ATM – Review

ATM – Review

Review by FilmFellaHenry – 5/10

From the writer of Buried comes another limited location horror flick, this time set within an isolated ATM point. Premise is simple: two men and a woman trapped within the small building, whilst a shadowy man taunts them from outside. Oh, and he’s a killer.

In truth, I wasn’t expecting much from this seemingly bog standard horror fare. Considering the tenuous nature of horror films in general, ATM’s trailer showed neither the innovation nor atmosphere to elevate it beyond the swamp of mediocrity. That said, I’m a sucker for single location settings, so figured that alone may be enough to prompt at least a mild interest.

Should have gone with my gut on this one. ATM is nothing if not average, a film content to adhere to formula without the assumed risk of originality. This self-imposed constraint is most obvious in the film’s structure, kicking off with fifteen minutes of unnecessary background for the film’s three dull characters. Moving to the central location of the ATM kiosk, the group perform a series of futile and ill-conceived methods to escape the situation, while their tormentor does a bit of DIY on their supposed prison. After various side and main characters get taken out, we are treated to an expected twist ending that is both logistically and narratively flawed.
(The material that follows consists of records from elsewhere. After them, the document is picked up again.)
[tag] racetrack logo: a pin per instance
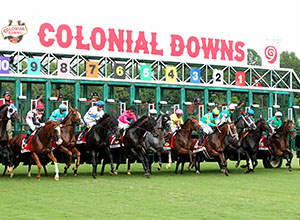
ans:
(14, 33)
(271, 54)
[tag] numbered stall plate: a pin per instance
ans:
(92, 69)
(119, 72)
(34, 66)
(4, 65)
(218, 77)
(195, 75)
(146, 72)
(171, 74)
(63, 67)
(240, 78)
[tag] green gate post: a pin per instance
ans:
(206, 99)
(105, 95)
(228, 97)
(48, 95)
(250, 98)
(270, 103)
(131, 94)
(77, 94)
(17, 94)
(157, 97)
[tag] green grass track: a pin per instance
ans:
(264, 194)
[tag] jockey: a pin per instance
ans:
(33, 119)
(126, 116)
(176, 120)
(275, 121)
(92, 115)
(209, 120)
(59, 114)
(153, 113)
(224, 116)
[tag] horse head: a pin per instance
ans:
(244, 121)
(52, 129)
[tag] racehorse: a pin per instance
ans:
(156, 145)
(40, 145)
(133, 141)
(98, 138)
(214, 144)
(231, 145)
(181, 141)
(7, 112)
(280, 141)
(250, 143)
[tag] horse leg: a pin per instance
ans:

Nothing really works with ATM. For a film that centres on the dilemmas and trials of three central characters, I expected at least one of them to be interesting; instead, they redefine the term ‘bland’, to the point where a Dalek, C3PO and Truman Capote would have been better casting. The antagonist is a generic mute killer that I’ve seen a hundred times before, where the only redeeming feature is an occasional brutality that does little to offset his complete lack of character. Sure, you could maybe say the same about Jason Vorhees, Mike Myers etc, but at least those guys were genuinely scary. This dude is just a bloke in a parker jacket. Why the three victims couldn’t just have rushed him and a laid a beat down is beyond me. Or, for that matter, just each run off in separate directions and guarantee two would escape. Bad characters make bad choices I guess.

I’d go into the boring cinematography, forgettable dialogue and pitiful attempt at suspense, but that just seems like prodding a wound that’s already festered. So I’ll wash my hands of ATM and recommend you give this one a miss.


About filmfellahenry
Film reviewer, script writer and occasional painter. Fan of Lumet, Aronofsky and Kubrick, with a good measure of early John Carpenter thrown in. Particularly like post-apocalyptic sci-fi, horror and fantasy film genres.

2 Responses to ATM – Review

  1. Filmfella Darren says:

    One to avoid then Brown – I can’t think of anything more frustrating than an ATM that doesn’t work. I thought ATM looked like a cash-in when I saw the trailer. I’m a big fan of one location settings too. Sidney Lumet and Hitchcock were the masters of it, but I thought Joel Shumacher had a good attempt at the genre with Phone Booth. Have you seen, Man on a ledge yet? I’m on the fence about it from what i’ve seen of the promotion. It does seem like the kind of genre that you could take the location first and then write the script second. You could say, set a film in a post-box or public toilet and then make a murky thriller from it, particularly murky in a toilet i’d say. And you know there would be a lot of people who would go and see a film about someone murdering people sitting on the bog.

    • filmfellahenry says:

      Haven’t seen it yet – though I share the same suspicion that it will go down a Phonebooth styled path. Which, incidentally, I found to be completely unsatisfying: I expected a minimalistic Hitchcockian thriller when instead I got some overblown Schumacher nonsense that buggered up an interesting premise. The first Saw film was the same: had they refrained form all that flashback nonsense and remained confined with the two characters in that room, the story would have been told in a far more interesting way.